Kontakte zu Perrot und Junghans
Die Kontakte zu diesen teils renommierten Firmen wie Perrot in Calw oder Junghans in Schwenningen entstammen dem Anfang seiner Karriere im Reich der Uhren. Bernd Zilly wurde 1946 in Calw geboren, wo sein Vater in dem im Zweiten Weltkrieg ausgelagerten „Para“-Werk arbeitete. 1948 zog Para zurück in die Goldstadt und Zillys wohnten direkt neben dem Neubau in einer Werkswohnung.

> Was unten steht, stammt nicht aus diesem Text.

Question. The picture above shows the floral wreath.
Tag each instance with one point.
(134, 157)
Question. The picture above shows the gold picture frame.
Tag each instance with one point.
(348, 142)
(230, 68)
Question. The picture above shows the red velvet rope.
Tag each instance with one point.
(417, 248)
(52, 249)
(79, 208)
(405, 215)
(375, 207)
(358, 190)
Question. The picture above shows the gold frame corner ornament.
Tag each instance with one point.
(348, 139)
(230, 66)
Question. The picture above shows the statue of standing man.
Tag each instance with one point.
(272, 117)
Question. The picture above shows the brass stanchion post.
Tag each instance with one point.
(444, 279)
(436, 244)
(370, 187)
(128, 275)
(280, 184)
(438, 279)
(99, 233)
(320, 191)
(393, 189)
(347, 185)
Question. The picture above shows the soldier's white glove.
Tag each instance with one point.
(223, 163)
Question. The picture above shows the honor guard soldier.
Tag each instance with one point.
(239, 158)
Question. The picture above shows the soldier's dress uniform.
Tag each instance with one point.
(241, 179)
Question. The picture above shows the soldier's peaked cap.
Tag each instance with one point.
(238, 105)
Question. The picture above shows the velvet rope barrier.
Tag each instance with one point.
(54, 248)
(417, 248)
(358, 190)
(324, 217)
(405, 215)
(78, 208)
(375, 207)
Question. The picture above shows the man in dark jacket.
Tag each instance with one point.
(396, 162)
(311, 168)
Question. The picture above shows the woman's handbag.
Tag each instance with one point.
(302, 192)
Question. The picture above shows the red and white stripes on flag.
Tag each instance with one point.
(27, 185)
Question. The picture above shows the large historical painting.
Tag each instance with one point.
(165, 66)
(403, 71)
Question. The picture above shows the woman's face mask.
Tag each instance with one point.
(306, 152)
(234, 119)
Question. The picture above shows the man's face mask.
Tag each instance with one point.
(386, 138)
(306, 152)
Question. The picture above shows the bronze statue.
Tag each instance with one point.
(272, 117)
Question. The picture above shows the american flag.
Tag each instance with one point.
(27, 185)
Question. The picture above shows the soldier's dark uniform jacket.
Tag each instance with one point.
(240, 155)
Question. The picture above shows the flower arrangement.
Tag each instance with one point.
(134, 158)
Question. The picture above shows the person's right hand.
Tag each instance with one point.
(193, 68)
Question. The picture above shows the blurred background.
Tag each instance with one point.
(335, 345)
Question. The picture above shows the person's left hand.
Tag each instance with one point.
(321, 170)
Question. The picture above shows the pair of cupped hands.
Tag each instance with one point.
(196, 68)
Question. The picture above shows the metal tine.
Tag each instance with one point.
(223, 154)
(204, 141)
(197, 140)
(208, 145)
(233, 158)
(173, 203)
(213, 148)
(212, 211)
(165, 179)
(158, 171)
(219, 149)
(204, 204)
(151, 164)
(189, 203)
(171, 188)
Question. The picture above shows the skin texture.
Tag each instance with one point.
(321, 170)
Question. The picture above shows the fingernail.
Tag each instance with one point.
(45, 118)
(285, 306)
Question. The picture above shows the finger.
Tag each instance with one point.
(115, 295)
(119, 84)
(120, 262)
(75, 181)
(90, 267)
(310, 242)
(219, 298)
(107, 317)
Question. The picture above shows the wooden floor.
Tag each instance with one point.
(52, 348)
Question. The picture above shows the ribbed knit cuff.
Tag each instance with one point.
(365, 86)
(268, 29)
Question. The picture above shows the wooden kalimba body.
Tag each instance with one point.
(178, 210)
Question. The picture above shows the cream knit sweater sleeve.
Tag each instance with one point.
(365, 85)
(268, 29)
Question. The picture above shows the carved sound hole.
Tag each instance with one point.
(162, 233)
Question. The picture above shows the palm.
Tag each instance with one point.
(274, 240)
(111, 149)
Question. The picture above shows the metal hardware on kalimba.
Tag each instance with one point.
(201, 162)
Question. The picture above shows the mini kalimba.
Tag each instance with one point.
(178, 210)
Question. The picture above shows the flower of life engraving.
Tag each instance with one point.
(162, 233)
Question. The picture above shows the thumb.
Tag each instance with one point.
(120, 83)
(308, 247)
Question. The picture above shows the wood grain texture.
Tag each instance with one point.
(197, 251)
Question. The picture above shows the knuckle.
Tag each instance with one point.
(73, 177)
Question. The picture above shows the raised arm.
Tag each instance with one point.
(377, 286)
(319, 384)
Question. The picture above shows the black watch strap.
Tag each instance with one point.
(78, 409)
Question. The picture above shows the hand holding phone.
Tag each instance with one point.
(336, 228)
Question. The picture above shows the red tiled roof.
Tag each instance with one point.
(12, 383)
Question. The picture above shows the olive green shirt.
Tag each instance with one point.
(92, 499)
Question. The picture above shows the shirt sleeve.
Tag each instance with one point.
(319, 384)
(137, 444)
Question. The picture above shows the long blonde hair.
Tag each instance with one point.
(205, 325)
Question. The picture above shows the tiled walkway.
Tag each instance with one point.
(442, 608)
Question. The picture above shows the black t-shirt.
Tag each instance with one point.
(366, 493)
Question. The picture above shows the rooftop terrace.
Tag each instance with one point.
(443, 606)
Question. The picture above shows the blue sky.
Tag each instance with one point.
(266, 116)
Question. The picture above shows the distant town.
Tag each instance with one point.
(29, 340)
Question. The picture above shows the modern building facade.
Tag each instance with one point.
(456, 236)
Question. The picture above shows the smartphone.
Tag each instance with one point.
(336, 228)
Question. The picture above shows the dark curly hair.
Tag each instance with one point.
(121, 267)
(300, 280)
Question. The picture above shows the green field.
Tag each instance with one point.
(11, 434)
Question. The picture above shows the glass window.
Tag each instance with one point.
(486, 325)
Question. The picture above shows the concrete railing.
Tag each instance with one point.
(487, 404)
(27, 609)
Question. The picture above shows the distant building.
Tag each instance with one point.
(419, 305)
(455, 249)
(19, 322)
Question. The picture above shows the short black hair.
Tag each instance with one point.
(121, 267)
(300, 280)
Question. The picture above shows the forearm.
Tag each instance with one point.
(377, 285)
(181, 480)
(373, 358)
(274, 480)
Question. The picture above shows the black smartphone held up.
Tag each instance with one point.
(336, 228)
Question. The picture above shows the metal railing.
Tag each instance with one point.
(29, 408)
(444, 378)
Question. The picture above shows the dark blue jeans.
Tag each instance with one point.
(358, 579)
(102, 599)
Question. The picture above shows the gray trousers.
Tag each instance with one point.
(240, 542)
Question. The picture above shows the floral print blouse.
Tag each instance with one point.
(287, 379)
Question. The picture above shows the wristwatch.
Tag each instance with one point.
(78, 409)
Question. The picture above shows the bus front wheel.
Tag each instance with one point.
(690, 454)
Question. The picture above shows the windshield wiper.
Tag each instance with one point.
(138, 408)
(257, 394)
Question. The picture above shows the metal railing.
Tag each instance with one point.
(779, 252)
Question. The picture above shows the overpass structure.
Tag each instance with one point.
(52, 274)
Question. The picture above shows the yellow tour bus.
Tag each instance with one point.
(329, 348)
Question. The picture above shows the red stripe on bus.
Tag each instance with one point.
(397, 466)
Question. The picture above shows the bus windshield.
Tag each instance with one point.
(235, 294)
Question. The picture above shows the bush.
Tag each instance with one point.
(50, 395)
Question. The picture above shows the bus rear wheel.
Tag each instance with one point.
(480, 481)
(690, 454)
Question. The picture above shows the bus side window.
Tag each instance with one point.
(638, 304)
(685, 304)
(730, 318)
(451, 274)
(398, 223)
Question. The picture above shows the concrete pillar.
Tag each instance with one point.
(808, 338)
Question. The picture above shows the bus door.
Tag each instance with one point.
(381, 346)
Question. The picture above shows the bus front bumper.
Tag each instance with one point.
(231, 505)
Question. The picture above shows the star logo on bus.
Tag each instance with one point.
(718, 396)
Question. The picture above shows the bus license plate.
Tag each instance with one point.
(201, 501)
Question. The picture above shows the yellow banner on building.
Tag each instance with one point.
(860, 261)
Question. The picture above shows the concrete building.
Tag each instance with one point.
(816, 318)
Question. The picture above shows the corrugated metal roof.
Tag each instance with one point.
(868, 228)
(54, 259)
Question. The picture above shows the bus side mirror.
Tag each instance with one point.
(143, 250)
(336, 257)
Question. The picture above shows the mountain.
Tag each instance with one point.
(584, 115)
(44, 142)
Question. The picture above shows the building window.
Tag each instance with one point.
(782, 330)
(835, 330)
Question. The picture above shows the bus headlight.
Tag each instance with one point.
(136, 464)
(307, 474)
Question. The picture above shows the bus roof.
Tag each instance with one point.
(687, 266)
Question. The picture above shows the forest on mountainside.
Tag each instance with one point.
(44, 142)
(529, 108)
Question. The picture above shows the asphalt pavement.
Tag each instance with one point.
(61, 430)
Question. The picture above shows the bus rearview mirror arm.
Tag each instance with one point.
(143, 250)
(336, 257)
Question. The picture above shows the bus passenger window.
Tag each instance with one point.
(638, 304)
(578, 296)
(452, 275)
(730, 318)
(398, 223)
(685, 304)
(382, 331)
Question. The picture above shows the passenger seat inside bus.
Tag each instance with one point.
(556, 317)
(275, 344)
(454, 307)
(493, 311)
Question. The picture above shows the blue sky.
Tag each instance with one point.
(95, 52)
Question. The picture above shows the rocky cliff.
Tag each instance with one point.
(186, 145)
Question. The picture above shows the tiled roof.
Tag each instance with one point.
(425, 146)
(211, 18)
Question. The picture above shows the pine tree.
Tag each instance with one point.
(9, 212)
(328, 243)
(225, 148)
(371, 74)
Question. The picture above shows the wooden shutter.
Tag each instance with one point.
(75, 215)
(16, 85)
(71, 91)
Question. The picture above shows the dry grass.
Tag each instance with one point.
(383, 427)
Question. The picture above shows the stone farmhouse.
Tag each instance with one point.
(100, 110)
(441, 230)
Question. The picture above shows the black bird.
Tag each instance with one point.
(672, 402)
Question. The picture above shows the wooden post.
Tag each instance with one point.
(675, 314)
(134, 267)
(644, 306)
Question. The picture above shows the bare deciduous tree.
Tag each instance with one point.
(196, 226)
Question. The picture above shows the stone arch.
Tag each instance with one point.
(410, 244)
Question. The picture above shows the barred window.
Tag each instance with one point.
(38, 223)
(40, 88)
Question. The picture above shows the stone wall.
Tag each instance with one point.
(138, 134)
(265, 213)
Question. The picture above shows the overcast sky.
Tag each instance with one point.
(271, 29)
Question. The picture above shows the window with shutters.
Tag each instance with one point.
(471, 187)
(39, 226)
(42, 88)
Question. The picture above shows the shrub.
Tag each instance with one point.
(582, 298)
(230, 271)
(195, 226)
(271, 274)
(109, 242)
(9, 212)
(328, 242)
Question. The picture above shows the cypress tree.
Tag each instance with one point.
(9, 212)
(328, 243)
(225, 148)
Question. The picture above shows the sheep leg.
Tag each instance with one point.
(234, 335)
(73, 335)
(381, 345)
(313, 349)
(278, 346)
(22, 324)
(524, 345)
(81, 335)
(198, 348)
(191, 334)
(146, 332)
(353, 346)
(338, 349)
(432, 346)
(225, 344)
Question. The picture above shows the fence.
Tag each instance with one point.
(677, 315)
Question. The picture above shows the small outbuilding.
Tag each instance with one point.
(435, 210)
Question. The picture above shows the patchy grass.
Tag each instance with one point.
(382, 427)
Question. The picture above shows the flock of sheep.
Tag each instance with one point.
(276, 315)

Die Fabrik war die Spielwiese des Jungen, wo er mal entfallene Uhrenteile auflas, mal Uhrenkronen aufschrauben durfte. Eine vom Chef geschenkte Armbanduhr war der Lohn der Mühe und Quelle der Motivation. 1955 gründete der Vater eine eigene Firma, „Richard Zilly“.
Zilly trat in die Fußstapfen des Vaters
Nach etwas Widerstreben entschloss sich Bernd Zilly, in die Fußstapfen des Vaters zu treten und begann eine „strenge Ausbildung“ bei diesem.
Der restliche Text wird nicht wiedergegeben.